By now I daresay that we have reconciled ourselves, Catholics and non-Catholics alike, that Pope Benedict saw fit to relinquish his office as Pope; a role that is, for Catholics, determined by the Holy Spirit and, when speaking ex cathedra, blessed with infallibility.

Pope Benedict has successfully steered the Catholic ship through one of the worst periods of its history

Although I personally think that Pope Benedict was extremely courageous to take this step that very very few of his many predecessors took, many because they were schismatic anyway, I feel it calls to question both beliefs that were hitherto drummed into us; namely the intervention of the Holy Spirit and the infallibility.

As a Catholic I do believe implicitly in the first, while, because of the historical circumstances during which it was laid down, I have my serious reservations about the infallibility bit. Yes, I do believe that Joseph Ratzinger was inspired by the Holy Spirit to resign. Just how it was part of the divine plan for him to be an interim pope after the iconic reign of John Paul II, his role is now over and his task is done.

Benedict XVI has been unfairly judged by many of us who all expected the brakes applied by Pope Wojtila to be relaxed immediately after his death, forgetting that the tsunami of scandals that marred this Pope’s tenure was about to break. It was upon his aged frail shoulders that the ire of the world, Catholic or no, broke, and it was he who, like a sacrificial lamb, weathered the storm which almost destroyed the Church completely and which has left it seriously maimed but determined to restore and preserve what is left and start building again.

I wonder whether Ratzinger harbours a horror of the physical deterioration that his predecessor underwent in the years leading up to his death and the much bruited senility that the Polish Pope was afflicted with. I know that I would have been haunted by it.

However try as one might when one is in a position like that, it is very hard to relinquish that irresistibly attractive but fatally ephemeral thing called Power with a capital P simply because one is convinced that nobody can do the job as well as you do and that they will undo and destroy everything you have built up.

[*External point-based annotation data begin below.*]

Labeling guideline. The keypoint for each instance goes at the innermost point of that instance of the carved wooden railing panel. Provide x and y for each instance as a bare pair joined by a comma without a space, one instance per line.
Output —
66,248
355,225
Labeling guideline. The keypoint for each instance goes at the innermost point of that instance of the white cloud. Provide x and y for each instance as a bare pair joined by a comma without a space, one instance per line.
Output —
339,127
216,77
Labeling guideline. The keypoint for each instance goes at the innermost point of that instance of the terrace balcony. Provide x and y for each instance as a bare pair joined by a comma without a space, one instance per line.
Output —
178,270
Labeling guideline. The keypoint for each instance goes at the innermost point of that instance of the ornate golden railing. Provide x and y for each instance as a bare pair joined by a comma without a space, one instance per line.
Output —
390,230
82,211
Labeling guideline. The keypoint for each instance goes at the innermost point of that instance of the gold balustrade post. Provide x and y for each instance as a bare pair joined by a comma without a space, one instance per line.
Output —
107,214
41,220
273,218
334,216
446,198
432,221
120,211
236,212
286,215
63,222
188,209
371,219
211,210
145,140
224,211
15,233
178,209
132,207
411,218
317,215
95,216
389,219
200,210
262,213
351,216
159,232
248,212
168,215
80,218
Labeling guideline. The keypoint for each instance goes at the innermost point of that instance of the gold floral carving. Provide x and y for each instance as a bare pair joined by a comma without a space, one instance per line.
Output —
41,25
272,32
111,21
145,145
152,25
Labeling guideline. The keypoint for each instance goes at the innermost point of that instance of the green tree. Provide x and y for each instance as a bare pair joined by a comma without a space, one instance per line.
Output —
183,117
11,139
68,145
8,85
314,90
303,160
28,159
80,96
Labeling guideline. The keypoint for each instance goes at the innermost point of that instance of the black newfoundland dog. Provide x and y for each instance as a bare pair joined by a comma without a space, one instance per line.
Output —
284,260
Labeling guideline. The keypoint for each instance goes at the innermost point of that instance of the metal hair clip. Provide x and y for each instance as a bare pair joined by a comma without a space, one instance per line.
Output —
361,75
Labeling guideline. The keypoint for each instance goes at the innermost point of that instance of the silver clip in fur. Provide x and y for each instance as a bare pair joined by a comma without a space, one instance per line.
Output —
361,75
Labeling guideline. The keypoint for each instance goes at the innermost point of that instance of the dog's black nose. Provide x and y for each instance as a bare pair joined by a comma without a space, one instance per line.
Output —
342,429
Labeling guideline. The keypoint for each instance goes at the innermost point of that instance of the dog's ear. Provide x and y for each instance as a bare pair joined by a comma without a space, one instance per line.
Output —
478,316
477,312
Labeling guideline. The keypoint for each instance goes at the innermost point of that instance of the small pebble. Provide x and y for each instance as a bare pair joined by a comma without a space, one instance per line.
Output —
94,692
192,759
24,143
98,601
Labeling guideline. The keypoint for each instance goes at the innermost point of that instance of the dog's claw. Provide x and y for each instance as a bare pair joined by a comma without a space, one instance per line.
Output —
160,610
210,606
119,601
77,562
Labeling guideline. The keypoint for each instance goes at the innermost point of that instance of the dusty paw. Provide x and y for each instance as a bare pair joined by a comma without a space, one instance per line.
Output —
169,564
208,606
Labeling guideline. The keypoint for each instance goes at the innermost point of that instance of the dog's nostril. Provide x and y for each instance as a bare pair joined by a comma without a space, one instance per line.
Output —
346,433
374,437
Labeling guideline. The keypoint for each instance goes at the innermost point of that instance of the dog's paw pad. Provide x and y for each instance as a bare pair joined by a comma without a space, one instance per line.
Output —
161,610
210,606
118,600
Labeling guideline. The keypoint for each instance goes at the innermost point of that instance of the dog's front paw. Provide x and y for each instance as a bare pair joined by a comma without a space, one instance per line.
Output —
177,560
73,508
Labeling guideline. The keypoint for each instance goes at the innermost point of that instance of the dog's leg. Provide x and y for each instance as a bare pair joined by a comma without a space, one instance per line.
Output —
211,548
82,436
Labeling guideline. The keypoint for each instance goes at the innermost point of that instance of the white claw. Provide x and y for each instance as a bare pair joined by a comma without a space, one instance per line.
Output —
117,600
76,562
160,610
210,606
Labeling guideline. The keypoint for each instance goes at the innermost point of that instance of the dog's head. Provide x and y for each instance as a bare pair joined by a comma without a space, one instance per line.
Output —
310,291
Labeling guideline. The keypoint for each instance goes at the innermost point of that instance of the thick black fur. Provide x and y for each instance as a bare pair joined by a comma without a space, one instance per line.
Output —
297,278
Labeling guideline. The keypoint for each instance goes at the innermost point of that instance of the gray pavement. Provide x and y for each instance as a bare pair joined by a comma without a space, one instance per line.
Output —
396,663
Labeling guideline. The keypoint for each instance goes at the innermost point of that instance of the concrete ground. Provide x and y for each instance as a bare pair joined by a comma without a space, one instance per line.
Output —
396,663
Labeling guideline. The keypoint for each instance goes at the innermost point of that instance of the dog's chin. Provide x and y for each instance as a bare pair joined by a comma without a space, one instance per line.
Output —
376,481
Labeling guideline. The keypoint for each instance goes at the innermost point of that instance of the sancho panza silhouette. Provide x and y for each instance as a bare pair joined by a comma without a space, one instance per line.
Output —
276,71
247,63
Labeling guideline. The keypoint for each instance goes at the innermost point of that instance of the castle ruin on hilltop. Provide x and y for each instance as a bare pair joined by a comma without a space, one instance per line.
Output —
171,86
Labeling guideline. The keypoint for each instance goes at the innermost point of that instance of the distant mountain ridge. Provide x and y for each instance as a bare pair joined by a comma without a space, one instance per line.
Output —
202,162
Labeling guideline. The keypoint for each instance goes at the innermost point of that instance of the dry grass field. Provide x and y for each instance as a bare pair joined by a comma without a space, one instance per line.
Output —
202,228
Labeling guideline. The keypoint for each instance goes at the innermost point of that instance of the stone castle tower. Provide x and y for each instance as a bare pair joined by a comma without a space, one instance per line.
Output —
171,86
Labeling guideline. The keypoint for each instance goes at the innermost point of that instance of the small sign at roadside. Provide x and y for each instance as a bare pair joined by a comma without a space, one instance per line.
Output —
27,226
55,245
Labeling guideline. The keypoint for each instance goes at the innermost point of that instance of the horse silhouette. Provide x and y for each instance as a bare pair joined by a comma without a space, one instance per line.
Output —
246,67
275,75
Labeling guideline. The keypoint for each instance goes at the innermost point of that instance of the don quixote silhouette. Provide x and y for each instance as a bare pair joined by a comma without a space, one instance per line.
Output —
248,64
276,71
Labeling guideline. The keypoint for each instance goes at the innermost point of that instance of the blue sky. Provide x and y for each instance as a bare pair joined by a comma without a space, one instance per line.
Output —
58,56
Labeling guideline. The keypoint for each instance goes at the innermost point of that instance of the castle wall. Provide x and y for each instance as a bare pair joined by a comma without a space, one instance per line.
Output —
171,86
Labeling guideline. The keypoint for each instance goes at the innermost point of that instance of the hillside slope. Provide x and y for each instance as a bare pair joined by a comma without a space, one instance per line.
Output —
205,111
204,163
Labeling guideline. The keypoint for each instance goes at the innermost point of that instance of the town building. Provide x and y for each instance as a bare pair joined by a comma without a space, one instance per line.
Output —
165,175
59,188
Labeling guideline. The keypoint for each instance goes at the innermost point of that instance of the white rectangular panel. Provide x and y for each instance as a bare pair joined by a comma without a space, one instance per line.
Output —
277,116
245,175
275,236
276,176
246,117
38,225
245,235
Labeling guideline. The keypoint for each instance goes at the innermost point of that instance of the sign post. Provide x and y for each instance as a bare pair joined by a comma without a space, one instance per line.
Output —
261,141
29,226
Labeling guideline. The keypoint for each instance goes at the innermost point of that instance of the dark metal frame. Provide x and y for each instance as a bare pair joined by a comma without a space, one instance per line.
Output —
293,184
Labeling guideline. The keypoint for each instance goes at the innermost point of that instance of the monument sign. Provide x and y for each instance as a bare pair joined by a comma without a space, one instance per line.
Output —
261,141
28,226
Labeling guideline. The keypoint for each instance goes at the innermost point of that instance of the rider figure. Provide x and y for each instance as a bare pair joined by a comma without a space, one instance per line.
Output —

You are probably right in 99 per cent of the cases but that is the way of the world.

This is why I think that the Pope’s retirement must have taken months and weeks of deliberation and must have been accompanied by many hours of painstaking historical research to check out the various precedents and their consequences. Yes the Pope’s move, shocking as it was, is a great lesson to us all. We are not indispensible.

Regimes come and go and governments professing different ideologies follow each other in an inexorable succession as impressive as that conjured up by the witches in Macbeth. Since Constantine and St Peter before him, the line of Popes has survived practically unbroken.

The Catholic Church survived the Guelphs and the Ghibellines, Catharism, the Crusades, the Ottomans the Reformation, Counter reformation, the French revolution, Napoleon and Hitler to name but a very few movements and personalities that have threatened its very existence. It has survived the most terrifying threat of all, a practically institutionalised scandal from within its own echelons. It was and still is beleaguered by relativism and a host of other –isms, however it seems as if the worst is over for the time being.

This is why Benedict XVI has decided to step aside for a younger and fresher minded prelate to take his place. This would have been the reformist cardinal who probably should have been elected in 2005 but couldn’t be as those reforms would have been meaningless and lost in translation while the paedophile scandals were still raging.

Because we are human there is no way that the problems and threats which assail us or the church will ever cease and there is nothing left to do except try to make a silk purse out of a sow’s ear if you are an optimist or jumping off the nearest cliff if you’re a pessimist. Mercifully most of us are like corks...

I have not always agreed with this pope especially in as far as his convoluted similes regarding gay marriage are concerned however I am optimistic about the future that even here we will find a modus vivendi.

Malta needs to learn a couple of lessons from this Pope. On the premise that not even the pope is indispensible, neither are presidents, prime ministers, kings and dictators, hard as it may be to accept nor am I and nor are you.

Stray asteroids apart the world will keep on turning with or without us and change is bound to happen whether we like it or not. We must not be afraid of change just as we should not be afraid of the ultimate frontier; Death.

One simply has to admire the courage of this pope because in every respect he had the cards of life stacked against him. Never was a pontiff by and large so initially unwelcomed. Despite this he has successfully steered the Catholic ship through one of the worst periods of its history and for that he deserves my unreserved admiration.